أن رسول الله صلى الله عليه وسلم عاد رجلا من الأنصار، فقال: يا خال! قل: لا إله إلا الله، فقال: أخال أم عم؟ فقال: بل خال، فقال: فخير لي أن أقول: لا إله إلا الله؟ فقال النبي صلى الله عليه وسلم: نعم

“Bahwasanya Rosululloh shollallohu ‘alaihi wa sallam pernah menjenguk salah seorang dari sahabat Anshor menjelang kematiannya. Maka beliau berkata: “Wahai paman, ucapkanlah: “Laa ilaaha illalloh.” Beliau bertanya: “Apakah paman dari pihak ibu atau bapak? Jawabnya: “Dari pihak ibu.” Maka ia berkata: “Apa lebih baik bagi diriku untuk mengucapkan: “Laa ilaaha illalloh?” Jawab Nabi shollallohu ‘alaihi wa sallam: “Ya.”
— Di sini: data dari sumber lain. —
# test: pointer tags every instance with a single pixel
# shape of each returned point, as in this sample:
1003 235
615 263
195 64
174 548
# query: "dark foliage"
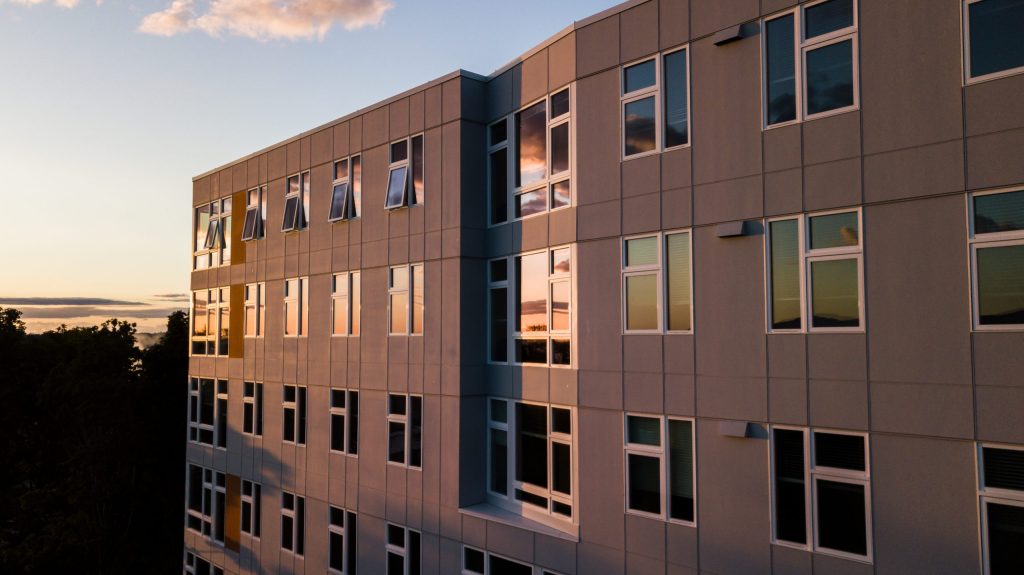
91 444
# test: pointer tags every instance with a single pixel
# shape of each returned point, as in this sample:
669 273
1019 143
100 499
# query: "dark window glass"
829 77
834 294
681 470
638 126
998 212
785 308
827 16
638 77
841 451
842 522
499 185
531 152
995 36
1004 468
1006 539
676 87
644 480
780 81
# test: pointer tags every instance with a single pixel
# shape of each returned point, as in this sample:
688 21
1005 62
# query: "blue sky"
102 125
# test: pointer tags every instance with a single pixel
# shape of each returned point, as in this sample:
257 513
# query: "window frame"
992 239
664 454
803 45
966 50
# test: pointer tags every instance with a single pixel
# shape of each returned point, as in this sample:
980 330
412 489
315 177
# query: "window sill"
491 512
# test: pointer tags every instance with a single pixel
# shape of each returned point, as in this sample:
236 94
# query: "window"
345 406
212 234
252 409
536 164
341 530
404 183
211 321
996 244
649 475
255 298
655 103
406 303
542 332
296 306
345 304
815 269
991 39
208 411
255 223
810 61
207 502
251 507
404 430
346 193
1000 493
294 406
821 487
656 283
402 550
296 203
293 523
537 476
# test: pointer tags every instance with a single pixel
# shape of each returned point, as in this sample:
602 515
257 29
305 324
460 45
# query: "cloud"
264 19
66 302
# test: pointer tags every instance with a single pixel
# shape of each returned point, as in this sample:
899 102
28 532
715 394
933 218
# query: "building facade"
693 286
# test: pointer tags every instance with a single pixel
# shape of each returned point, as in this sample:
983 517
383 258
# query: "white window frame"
812 473
657 269
300 299
254 501
966 52
801 47
981 241
509 501
1000 496
664 454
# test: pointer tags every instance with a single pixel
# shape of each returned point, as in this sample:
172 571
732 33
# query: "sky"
109 107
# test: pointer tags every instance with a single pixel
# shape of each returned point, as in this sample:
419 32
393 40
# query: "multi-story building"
693 286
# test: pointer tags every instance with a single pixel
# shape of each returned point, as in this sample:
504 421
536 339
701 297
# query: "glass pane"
835 230
643 431
530 203
995 36
644 483
641 302
641 252
560 148
785 308
639 126
396 187
678 262
560 306
681 470
1006 538
829 77
998 212
499 185
531 152
827 16
1000 285
676 86
842 524
531 281
638 77
561 194
834 294
780 83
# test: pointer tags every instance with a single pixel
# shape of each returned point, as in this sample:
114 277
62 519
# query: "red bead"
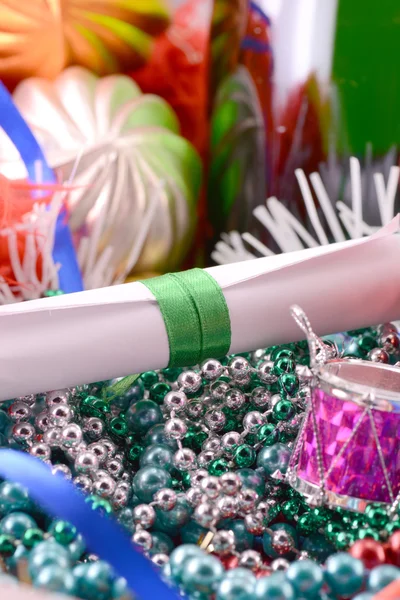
371 552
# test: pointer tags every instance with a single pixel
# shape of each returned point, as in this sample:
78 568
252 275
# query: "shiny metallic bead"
264 371
281 541
62 470
211 487
206 514
144 515
211 369
190 381
378 355
197 476
40 450
223 542
184 459
230 483
280 564
250 559
23 433
165 499
104 486
194 496
19 411
261 397
230 441
160 560
86 462
143 539
215 419
227 506
71 435
100 451
254 523
175 429
56 398
84 483
175 400
252 421
235 399
93 427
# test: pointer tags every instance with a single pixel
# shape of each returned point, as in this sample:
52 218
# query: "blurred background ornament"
43 37
136 179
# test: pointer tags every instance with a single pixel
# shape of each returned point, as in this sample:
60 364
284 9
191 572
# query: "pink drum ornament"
348 450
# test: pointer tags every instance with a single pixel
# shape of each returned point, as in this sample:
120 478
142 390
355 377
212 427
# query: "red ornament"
371 552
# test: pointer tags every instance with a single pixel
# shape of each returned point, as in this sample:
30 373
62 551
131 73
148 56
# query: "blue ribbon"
16 128
102 535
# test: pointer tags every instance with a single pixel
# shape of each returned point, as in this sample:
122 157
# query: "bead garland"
192 463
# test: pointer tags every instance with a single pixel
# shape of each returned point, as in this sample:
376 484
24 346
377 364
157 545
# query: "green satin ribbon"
195 314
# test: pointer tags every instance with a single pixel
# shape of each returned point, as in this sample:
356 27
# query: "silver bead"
86 462
40 450
93 427
175 400
264 371
378 355
250 559
56 398
215 419
254 523
84 483
211 369
175 429
143 539
165 499
62 470
100 451
194 496
223 542
252 421
227 506
52 436
144 515
19 411
206 514
212 443
23 433
230 483
211 487
235 399
160 560
190 381
104 486
261 397
184 459
230 441
282 542
71 435
197 477
280 564
247 499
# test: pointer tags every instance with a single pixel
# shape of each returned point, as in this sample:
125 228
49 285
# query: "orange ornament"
42 37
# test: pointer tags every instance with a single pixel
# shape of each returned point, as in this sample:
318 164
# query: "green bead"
63 532
218 467
32 537
149 378
143 415
283 410
7 545
148 481
244 456
158 392
288 384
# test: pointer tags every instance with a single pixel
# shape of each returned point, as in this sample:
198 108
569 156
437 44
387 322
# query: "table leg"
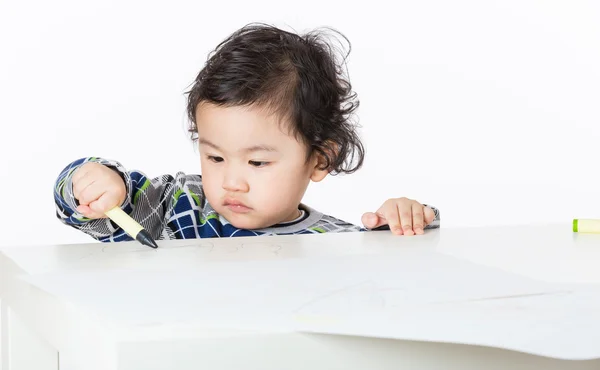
24 349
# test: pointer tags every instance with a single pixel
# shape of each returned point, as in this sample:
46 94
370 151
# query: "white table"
522 297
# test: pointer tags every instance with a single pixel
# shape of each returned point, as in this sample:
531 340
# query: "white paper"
416 295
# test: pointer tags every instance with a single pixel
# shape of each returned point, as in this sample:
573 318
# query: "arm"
403 216
148 201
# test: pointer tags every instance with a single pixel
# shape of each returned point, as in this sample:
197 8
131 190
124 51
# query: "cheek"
210 182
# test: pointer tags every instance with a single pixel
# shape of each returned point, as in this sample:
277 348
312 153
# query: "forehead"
241 122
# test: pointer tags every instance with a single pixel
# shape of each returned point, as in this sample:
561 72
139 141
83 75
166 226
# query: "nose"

(HR. Ahmad, Kata Imam Al-Albaniy rohimahulloh: “Sanadnya shohih sesuai dengan syarat Imam Muslim dan dishohihkan oleh Imam al-Wadi’iy dalam Ash-Shohihul Musnad, no. 37. Lihat Ahkamul Janaiz, hal. 20 dan Fathul ‘Allam: 2/268)

Kedua: Mendoakannya dan tidak mengatakansesuatu kepadanya melainkan kebaikan. Hal ini sebagaimana dalam hadits Ummu Salamah rodhiyallohu ‘anha, berkata: “Rosululloh shollallohu ‘alaihi wa sallam bersabda:

إذا حضرتم المريض أو الميت، فقولوا خيرا، فإن الملائكة يؤمنون على ما تقولون

“Jika kalian menghadiri orang sakit atau menjelang kematiannya, maka hendaklah mengatakan kebaikan. Sesungguhnya malaikat akan mengaminkan apa yang kalian katakan.” (HR. Muslim)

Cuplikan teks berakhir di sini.